Showing them around our lives here has been meaningful to me. Joanie had visited in 2004, when we lived here previously, but Bill had never been. Taking them to the Souq, the Grand Mosque, our favorite carpet store, our favorite restaurants (Café Lilou, Monsoon, Copper Chimney, CoCo’s), and also showing them the everyday—the base, the kids’ school, the mall, the grocery store—all of it added up to a feeling of being seen here.

Something important happens when you are far away from “home” and familiar faces show up to witness you in your new life. Like you are visible once again.

We also struck out on a little adventure together and spent three days in Dubai. Just a quick one-hour flight—which is about all I can handle at this point in my pregnancy—and we were in another country. We sat on the beach and played in the sand, floated in the pool, ordered room service, and went to the aquarium. I even braved the “torrents” and “rapids” at the water park. Seven months pregnant, bouncing around in an innertube. Not spectacular. But very, very fun. Luke saying to me the whole time, “This is a wild ride, Mommy. A wild ride.”

I still can’t believe they let very pregnant women and small children, almost babies, on that wild ride, but we all made it out. Whooping and woo-hooing like only Americans can do.

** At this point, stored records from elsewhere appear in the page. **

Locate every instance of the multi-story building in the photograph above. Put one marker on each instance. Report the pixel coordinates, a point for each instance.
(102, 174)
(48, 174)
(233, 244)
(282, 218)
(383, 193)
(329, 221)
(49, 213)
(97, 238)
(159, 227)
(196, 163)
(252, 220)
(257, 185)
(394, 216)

As adventurous as I felt on the rapids, the highlight of the last month, for me, was visiting the Grand Mosque with Steve’s parents and seeing “Fatima” again after 8 years. She was the young woman—just 19 then—that took me on the tour of the Grand Mosque that I later wrote about in chapter 16 (“dying”) ofFound Art. Something in our interaction back then forced me to look at the whole concept of desire as it related to my spiritual life.

When I walked into the mosque all these years later, I recognized her practically immediately even with everything covered except her eyes. Still so petite and such big brown eyes. The tour hadn’t changed much at all in eight years, but I listened to her as if I had never heard any of it before. I couldn’t believe I was back in that beautiful place, with her, after what feels like a lifetime later.

We stood in the upper level, the woman’s prayer hall, overlooking the main prayer hall, as the Muezzin offered the call to prayer. The first time I had ever been inside a mosque during the call to prayer. Standing there in a black abaya and head scarf, it was like we were in another world.

My mother-in-law told Fatima about my book, and Fatima gave me her email address. I’ll have to take her a copy someday soon and tell her what she has meant to me. Maybe we will go to coffee and talk spirituality. Maybe we’ll talk marriage as she is considering a proposal right now. Maybe we’ll just talk about what it means to be a woman in this world. I’d like to think I will see her again.

When we left the mosque, she kissed me on each cheek and asked me to pray for her. In Islam, it is believed that a pregnant woman’s prayers are twice as likely to be heard by Allah. I said I would pray, and she padded off—in her black socks—back into the Mosque. I tucked away the neon green sticky note with her email address on it. I say a prayer for her when I see it. And I smile to myself at the wild, winding ride that is life.